EDMONTON – There's no denying the public sector took a hit in the 2013 Alberta Budget.
In fact, Gil McGowan, the President of the Alberta Federation of Labour claims Thursday's budget introduces the deepest cuts across the public sector that the province has seen since what he calls "the worst days of the Klein era."
As the province aims to deal with a roughly $2 billion deficit, it has flatlined spending. The budget's hard line applies to teachers, nurses, health sciences workers and civil servants. Many are in bargaining or about to start this spring. The budget also revealed about 80 civil service positions will be lost with more job cuts likely as the Redford government continues to reorganize departments.
So what does this all mean for the every day Albertan?
"It will hurt," McGowan says. "It will mean larger class sizes, it will mean less frontline service, and it's going to be very difficult for us to staff all these schools and hospitals that the government promises to build."
He believes that as the wealthiest province in Canada, if anyone should be able to pay for public service to move their economy forward, it's Alberta.
McGowan also thinks that the province's current fiscal problems date back to the time of Premier Ralph Klein.

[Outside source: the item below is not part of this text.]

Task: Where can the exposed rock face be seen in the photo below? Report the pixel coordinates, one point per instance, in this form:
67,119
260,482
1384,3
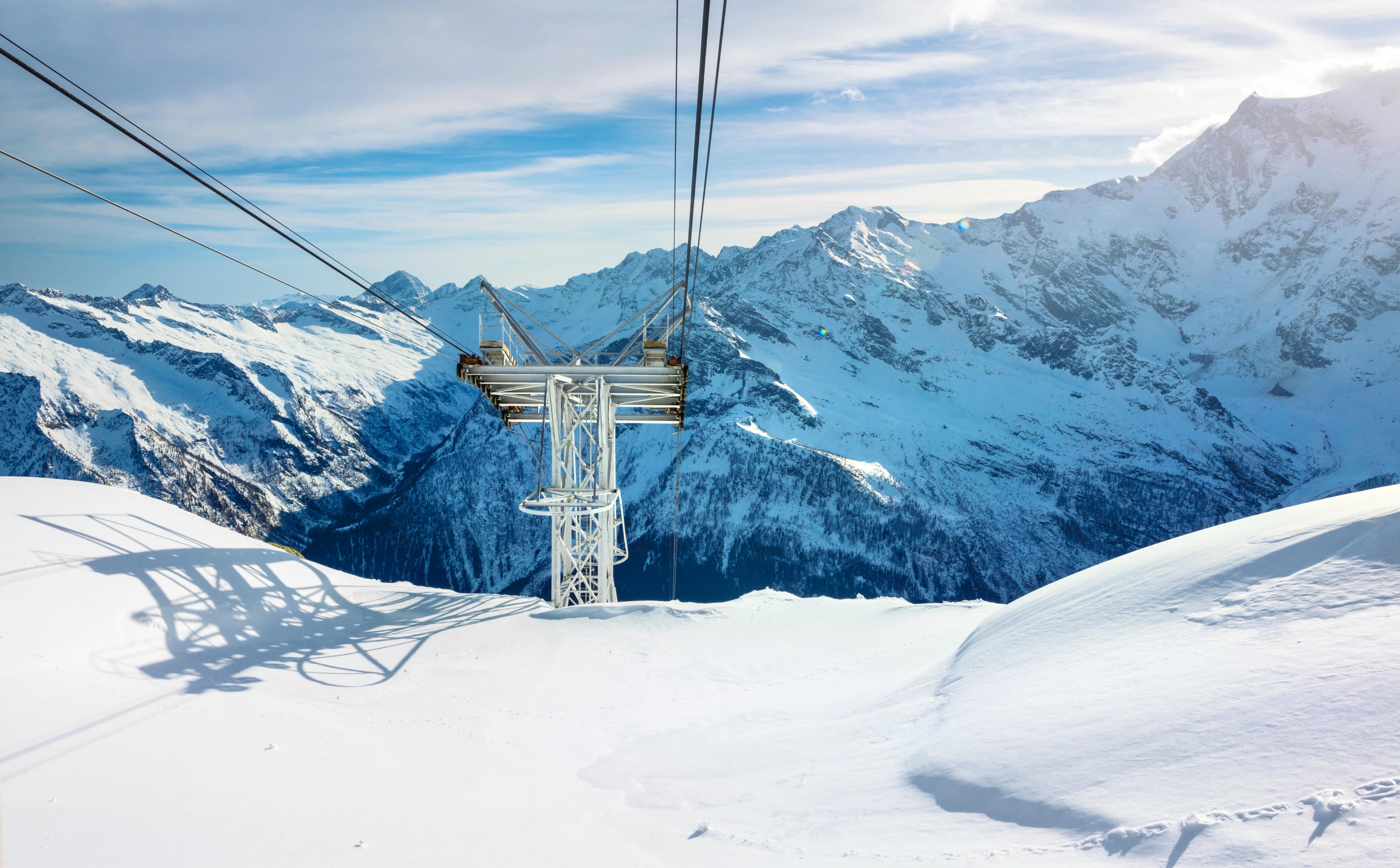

"While it's true that he got rid of the deficit and the debt, he actually laid the groundwork for the deficit we're dealing with today – by slashing corporate taxes, introducing a flat tax that benefited the wealthy, and presiding over literally billions of dollars of royalty giveaways. When you give away your revenue source, you can't be surprised that you have a hard time funding things."
Political scientist Chaldeans Mensah of Grant MacEwan University points out that Klein did an "across the board cut."
"This government is using a different approach," he explains. "They want to borrow money, and this is why they've introduced the Fiscal Management Act that will allow them to borrow, and eventually it will create a debt, but they call it 'net financial assets,' so they've come up with a new term to describe the debt situation."
Mensah adds that in addition to trying to sell Albertans on this budget, she also has to sell her party on it.
"I think she needs to convince Tory party members that this new direction is not markedly different from the views in the past. She faces a leadership view in November, and if she's not careful, and doesn't sell this to the membership, there could be trouble politically."
Meanwhile, Finance Minister Doug Horner says he doesn't think public service unions should be surprised that the province did not allow for any salary increase. The government has warned for some months that salaries for teachers, doctors and nurses here are higher than elsewhere, he adds.
"When you look at comparative numbers from across Canada on a market-based perspective, we have the highest paid teachers and highest paid doctors in the country...This is somewhat of a reset for us to get us back to reasonable levels of expenditures."